И вот наконец Будда достиг Весали. Сначала все шло как обычно, когда он прибывал в какой-нибудь город. Он расположился в манговой роще, принадлежавшей женщине по имени Амбапали, одной из самых знаменитых куртизанок города. Вскоре и сама хозяйка пожаловала поприветствовать дорогого гостя — в сопровождении внушительного кортежа роскошных экипажей. Она оказала Будде почести и присела к его ногам послушать проповедь Дхармы. Потом она пригласила Учителя отобедать в ее доме. Не успел он выразить свое согласие, как вдруг, откуда ни возьмись, появилась огромная процессия раскрашенных во все цвета радуги, блестящих на солнце колясок и повозок — это горожане Весали прибыли засвидетельствовать почтение Благословенному. Зрелище было до того живое и колоритное, что Будда с улыбкой заметил своим бхикшу, что теперь они воочию видят пышность и великолепие богов, обитающих на небесах. Горожане расселись вокруг Будды, и он «вселил в них надежду и воодушевил» проповедью Дхармы. Выслушав его со всем вниманием, горожане церемонно высказали свое приглашение разделить с ними трапезу. А когда Будда заметил, что уже приглашен Амбапали, они ничуть не огорчились и со свойственным им юмором азартно защелкали пальцами, восклицая: «Ай-ай-ай! Манговая девушка обскакала нас! О-о-о! Манговая девушка перехитрила, провела нас!» В тот же день на званом обеде Амбапали подарила сангхе манговую рощу, и Будда некоторое время провел там, наставляя своих бхикшу. Как всегда, вокруг него царили суета и возбуждение. И, как всегда, главным моментом его проповеди был неизменный призыв к духовной жизни, осознанной внимательности и медитации[16].
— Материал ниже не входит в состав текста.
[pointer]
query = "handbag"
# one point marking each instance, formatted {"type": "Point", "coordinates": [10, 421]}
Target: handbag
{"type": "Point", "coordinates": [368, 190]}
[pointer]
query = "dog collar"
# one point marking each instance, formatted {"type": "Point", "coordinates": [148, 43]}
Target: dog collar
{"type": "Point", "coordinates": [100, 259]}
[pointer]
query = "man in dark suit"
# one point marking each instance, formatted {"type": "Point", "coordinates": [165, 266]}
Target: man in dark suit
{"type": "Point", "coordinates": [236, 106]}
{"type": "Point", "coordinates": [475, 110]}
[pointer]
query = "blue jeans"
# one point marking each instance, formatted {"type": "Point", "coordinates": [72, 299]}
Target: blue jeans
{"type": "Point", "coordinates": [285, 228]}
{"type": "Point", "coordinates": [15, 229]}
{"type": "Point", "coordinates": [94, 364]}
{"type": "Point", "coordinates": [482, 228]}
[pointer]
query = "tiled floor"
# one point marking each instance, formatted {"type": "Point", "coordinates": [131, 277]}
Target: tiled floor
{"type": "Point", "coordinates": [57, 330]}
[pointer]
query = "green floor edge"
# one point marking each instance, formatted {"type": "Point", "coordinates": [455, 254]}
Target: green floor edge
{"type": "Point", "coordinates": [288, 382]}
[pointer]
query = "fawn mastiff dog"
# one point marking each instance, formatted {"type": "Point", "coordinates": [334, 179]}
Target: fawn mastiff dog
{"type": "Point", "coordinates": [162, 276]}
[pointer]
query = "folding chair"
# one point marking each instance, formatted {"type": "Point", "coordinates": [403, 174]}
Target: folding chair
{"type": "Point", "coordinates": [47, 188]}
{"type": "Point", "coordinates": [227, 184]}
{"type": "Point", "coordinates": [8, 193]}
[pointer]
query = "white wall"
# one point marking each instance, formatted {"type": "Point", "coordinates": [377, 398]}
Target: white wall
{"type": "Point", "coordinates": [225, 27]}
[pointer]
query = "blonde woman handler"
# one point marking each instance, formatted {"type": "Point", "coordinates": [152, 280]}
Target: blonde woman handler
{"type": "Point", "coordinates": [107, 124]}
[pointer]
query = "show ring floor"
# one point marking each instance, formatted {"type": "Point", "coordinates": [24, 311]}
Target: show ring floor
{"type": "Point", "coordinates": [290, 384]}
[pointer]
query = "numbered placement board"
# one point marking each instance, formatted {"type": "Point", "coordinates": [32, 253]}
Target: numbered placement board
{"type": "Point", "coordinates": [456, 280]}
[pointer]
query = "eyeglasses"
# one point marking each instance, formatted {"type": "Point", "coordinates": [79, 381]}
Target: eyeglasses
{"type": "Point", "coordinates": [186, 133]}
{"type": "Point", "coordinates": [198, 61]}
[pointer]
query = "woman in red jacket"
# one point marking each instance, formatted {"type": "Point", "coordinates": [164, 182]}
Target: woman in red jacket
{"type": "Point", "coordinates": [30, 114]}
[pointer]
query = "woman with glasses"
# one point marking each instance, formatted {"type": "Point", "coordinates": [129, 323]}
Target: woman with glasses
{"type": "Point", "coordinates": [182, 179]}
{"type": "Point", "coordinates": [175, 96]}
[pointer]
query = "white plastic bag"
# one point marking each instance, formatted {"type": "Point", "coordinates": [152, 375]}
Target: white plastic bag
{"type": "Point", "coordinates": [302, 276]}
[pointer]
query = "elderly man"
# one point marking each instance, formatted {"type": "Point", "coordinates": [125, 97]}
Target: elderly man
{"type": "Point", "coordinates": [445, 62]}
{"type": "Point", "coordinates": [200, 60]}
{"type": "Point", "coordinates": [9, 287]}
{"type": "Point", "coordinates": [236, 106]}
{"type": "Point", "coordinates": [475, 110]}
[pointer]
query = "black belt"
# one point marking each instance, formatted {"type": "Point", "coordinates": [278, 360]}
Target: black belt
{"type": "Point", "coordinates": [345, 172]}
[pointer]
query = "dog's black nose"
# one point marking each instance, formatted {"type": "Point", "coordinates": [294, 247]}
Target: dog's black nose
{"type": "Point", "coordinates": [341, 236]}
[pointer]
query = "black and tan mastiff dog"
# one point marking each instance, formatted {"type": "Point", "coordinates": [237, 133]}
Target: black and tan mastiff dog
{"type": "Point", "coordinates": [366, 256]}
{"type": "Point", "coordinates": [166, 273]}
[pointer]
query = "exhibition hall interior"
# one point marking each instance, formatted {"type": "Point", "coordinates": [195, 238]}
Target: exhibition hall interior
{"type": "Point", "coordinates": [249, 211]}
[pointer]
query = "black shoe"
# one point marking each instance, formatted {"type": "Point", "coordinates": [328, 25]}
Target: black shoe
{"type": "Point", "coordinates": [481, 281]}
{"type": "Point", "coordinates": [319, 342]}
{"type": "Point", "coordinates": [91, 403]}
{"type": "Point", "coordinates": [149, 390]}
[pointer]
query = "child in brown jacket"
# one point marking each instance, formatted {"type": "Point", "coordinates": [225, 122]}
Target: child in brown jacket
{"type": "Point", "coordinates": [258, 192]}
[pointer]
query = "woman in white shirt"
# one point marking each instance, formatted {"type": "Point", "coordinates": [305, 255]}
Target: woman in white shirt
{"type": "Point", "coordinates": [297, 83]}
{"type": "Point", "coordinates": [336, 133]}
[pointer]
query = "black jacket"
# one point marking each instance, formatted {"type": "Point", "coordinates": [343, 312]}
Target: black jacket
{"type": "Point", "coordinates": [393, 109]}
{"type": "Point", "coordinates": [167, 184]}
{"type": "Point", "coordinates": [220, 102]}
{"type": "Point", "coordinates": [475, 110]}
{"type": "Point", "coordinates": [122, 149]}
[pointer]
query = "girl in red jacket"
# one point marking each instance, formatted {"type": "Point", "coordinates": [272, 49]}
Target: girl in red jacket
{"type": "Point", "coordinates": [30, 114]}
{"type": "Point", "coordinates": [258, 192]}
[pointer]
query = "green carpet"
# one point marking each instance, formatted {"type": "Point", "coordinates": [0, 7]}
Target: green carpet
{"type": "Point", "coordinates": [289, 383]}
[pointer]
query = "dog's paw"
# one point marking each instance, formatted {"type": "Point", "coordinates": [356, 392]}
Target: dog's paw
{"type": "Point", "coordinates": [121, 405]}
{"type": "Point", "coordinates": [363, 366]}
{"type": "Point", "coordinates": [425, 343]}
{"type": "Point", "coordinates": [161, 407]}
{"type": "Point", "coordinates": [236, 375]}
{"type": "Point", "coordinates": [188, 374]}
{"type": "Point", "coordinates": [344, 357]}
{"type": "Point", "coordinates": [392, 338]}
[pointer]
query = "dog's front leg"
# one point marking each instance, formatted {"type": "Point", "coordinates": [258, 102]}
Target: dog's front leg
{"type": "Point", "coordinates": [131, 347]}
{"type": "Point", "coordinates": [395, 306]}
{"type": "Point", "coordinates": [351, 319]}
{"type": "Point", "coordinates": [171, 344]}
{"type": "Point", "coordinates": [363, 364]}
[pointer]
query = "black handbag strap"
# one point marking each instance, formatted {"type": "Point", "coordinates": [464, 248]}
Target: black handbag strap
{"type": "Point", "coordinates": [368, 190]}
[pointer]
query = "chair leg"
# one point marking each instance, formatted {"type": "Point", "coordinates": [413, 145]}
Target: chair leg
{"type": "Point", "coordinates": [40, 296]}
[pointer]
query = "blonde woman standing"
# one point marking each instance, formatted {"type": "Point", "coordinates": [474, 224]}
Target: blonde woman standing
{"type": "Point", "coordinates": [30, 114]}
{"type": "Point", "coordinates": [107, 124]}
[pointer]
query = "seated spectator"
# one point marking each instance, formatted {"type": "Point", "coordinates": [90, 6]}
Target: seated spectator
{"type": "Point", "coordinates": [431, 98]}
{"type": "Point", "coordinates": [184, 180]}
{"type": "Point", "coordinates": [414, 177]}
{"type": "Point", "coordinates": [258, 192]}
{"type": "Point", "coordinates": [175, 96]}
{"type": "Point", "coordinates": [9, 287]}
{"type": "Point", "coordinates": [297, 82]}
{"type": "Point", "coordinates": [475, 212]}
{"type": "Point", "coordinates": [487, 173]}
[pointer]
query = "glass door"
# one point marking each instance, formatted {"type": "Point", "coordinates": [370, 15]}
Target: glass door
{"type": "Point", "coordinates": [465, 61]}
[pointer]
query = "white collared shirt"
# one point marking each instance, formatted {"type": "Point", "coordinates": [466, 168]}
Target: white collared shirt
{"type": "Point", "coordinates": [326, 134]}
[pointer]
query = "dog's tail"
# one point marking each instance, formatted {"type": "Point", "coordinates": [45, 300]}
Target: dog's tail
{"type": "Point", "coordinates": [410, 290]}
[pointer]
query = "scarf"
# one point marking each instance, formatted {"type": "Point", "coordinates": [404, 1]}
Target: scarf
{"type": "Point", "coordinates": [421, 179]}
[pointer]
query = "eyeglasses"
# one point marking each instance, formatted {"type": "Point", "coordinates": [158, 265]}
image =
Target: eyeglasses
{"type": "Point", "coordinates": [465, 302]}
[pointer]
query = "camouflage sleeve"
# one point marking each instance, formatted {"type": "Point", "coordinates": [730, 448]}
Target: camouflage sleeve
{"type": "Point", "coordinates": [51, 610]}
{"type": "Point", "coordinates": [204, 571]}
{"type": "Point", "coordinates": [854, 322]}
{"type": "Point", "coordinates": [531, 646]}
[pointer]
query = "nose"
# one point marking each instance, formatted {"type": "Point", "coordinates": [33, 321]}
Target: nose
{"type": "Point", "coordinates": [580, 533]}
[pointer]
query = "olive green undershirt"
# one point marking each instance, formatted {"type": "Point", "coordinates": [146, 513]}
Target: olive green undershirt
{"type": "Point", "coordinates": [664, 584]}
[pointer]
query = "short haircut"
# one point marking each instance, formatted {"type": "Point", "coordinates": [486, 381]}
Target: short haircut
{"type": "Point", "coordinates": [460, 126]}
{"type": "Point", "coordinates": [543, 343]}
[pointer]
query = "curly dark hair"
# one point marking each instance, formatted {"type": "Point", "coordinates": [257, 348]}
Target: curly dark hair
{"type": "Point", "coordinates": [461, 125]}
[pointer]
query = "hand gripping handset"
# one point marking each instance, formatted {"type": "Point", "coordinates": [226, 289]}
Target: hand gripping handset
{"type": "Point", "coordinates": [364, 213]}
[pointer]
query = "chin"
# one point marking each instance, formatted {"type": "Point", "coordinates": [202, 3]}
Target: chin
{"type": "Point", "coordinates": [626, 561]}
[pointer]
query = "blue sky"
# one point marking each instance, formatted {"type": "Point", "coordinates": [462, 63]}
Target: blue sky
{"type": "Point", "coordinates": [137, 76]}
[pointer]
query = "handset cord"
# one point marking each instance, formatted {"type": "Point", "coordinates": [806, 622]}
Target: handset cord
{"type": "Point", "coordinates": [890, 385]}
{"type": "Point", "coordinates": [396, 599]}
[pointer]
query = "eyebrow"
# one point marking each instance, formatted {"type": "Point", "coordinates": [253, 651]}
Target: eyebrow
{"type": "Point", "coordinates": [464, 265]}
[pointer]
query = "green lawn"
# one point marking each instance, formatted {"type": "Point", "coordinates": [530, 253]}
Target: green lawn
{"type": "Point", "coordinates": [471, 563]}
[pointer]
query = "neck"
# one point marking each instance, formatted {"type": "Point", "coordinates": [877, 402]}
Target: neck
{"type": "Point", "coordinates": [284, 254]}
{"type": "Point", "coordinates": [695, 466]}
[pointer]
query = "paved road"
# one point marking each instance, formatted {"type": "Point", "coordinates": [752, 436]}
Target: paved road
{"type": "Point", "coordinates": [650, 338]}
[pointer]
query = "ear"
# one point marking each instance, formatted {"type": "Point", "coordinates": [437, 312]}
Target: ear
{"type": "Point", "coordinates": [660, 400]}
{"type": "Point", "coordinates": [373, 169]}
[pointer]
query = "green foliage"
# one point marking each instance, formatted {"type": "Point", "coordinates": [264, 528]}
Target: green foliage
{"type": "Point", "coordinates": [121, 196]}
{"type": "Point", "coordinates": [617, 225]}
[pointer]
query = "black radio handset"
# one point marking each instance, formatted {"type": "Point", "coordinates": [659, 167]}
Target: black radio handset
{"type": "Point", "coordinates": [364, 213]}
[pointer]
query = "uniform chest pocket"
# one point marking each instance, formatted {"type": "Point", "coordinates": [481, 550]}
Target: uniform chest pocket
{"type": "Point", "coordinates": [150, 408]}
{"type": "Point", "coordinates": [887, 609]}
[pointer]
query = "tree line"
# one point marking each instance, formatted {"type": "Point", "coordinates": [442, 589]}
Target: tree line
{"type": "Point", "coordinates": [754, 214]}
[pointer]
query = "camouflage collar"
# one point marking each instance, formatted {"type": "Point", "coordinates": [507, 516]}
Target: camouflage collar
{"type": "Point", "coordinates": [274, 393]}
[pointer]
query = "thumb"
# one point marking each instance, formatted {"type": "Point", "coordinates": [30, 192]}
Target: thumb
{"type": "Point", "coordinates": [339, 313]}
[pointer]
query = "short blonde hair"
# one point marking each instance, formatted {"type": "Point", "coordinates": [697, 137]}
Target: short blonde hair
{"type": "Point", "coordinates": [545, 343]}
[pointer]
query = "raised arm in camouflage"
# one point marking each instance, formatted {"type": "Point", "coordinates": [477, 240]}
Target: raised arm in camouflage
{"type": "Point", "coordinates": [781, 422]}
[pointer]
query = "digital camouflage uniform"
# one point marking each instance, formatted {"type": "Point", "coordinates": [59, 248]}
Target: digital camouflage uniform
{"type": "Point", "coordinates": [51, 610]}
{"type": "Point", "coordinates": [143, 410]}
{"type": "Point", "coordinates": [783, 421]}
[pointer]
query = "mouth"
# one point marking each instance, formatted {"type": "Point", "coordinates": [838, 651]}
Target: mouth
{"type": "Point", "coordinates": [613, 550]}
Однако вслед за триумфальным пребыванием в Весали картина событий стала постепенно омрачаться. Покинув город, Будда со своими монахами остановился в близлежащей деревушке под названием Белувагамака. Спустя несколько дней он велел всем монахам оставить его, вернуться в Весали и расположиться там на постой — кто где сможет — на время муссонов. Возле себя он оставил лишь верного Ананду. Так в жизни Учителя наступил очередной период уединения. С этого момента он как будто намеренно избегал больших и оживленных городов, стремясь в места более тихие и спокойные — будто уже начал потихоньку покидать этот мир. После ухода бхикшу Будда серьезно заболел, но могучий самоконтроль и самообладание помогли ему подавить недуг и оправиться от болезни. Ему, как он чувствовал, еще не пришло время умереть и вступить в окончательную нирвану (паринирвану), которая должна была завершить просветление, достигнутое под деревом бодхи. Сначала следовало позаботиться о судьбе сангхи. Так что в один прекрасный день выздоровевший Будда встал с одра болезни и вышел посидеть с Анандой на пороге хижины.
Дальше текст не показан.